Namun, di balik wajah sosial dan kekeluargaan arisan, muncul fenomena baru yang memprihatinkan: jualan berkedok arisan

Modus ini terlihat seolah-olah seperti kegiatan menabung atau investasi yang menguntungkan, padahal sesungguhnya hanyalah strategi untuk menjual barang dengan harga yang jauh lebih mahal dari harga pasar, bahkan tak jarang pelakunya meraup untung berlipat ganda secara tidak etis.


Arisan: Antara Tradisi dan Peluang Bisnis

Arisan pada dasarnya adalah bentuk simpan-pinjam secara bergilir yang dilakukan oleh sekelompok orang. 

Setiap anggota menyetor sejumlah uang dalam jangka waktu tertentu, dan uang tersebut akan diterima secara bergiliran oleh setiap peserta.

Sayangnya, sistem ini kini dimanfaatkan oleh oknum tertentu untuk menjual produk-produk dengan skema "arisan barang". 

Barang-barang seperti peralatan dapur, perabot rumah tangga, skincare, tas, hingga gadget, dikemas dalam bentuk arisan. 

Setiap anggota wajib membayar sejumlah uang setiap bulan, dan akan mendapatkan barang di bulan tertentu sesuai urutan.

Sekilas, konsep ini tampak sah-sah saja. Tapi ketika ditelusuri lebih dalam, banyak yang baru sadar bahwa harga barang yang dijual dalam "arisan" ini bisa dua hingga tiga kali lipat dari harga pasar, bahkan kualitasnya seringkali jauh di bawah ekspektasi.

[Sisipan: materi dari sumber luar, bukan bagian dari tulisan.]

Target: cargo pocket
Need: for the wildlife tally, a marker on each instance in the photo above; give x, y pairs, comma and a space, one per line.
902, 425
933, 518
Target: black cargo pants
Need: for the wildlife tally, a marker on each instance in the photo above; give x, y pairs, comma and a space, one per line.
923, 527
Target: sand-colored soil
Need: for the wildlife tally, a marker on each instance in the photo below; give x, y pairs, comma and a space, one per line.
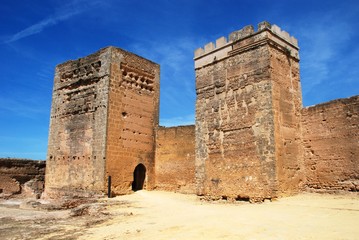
164, 215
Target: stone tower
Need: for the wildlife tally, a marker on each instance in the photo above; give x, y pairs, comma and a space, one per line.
103, 121
248, 141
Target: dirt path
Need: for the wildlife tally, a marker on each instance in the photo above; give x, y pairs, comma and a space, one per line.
164, 215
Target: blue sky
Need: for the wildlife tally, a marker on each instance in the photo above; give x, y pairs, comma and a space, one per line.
35, 36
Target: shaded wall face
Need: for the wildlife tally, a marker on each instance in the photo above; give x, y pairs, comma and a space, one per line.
175, 159
234, 126
331, 145
132, 119
287, 104
20, 176
76, 152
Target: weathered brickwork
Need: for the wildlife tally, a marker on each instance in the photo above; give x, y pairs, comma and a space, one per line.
247, 112
97, 101
132, 119
175, 159
21, 176
331, 145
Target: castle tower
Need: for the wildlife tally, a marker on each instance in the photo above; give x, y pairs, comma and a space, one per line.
103, 121
248, 143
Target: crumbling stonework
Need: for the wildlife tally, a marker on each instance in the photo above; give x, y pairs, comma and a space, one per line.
21, 176
175, 159
252, 139
331, 145
103, 121
247, 115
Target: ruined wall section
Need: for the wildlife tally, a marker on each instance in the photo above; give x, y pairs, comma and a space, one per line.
132, 119
331, 145
76, 151
175, 159
21, 176
287, 104
235, 145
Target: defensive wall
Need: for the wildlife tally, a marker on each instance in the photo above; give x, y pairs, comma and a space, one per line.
104, 117
21, 177
252, 139
331, 145
248, 143
175, 159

Modus Jualan Berkedok Arisan

Fenomena ini bermula dari munculnya akun-akun media sosial, grup WhatsApp, hingga komunitas ibu-ibu yang menawarkan program arisan barang. 

Dengan embel-embel "cicilan ringan tanpa bunga", "bisa dapat barang mahal tanpa terasa", atau "cara menabung sambil dapat hadiah", banyak orang tertarik untuk ikut serta.

Namun, ada beberapa ciri umum modus ini:

  • Harga barang tidak transparan – Harga total arisan tidak dicantumkan secara eksplisit. Yang ditonjolkan adalah "cicilan" per bulan, bukan nilai total yang harus dibayar.
  • Barang biasa, harga luar biasa – Barang yang nilainya di pasar hanya Rp200 ribu, bisa dijual lewat arisan seharga Rp500 ribu-Rp700 ribu.
  • Tidak ada jaminan kualitas – Barang seringkali tidak sesuai dengan foto atau deskripsi, namun karena sudah masuk sistem arisan, peserta sulit membatalkan.
  • Tanpa perlindungan konsumen – Karena dilakukan secara informal, pembeli tidak punya kekuatan hukum untuk menuntut jika barang tidak sesuai atau pelaksana arisan kabur.
  • Dikemas dengan gaya hidup glamor – Penjual sering menampilkan testimoni berlebihan, gaya hidup mewah, atau pencitraan sukses untuk menarik korban.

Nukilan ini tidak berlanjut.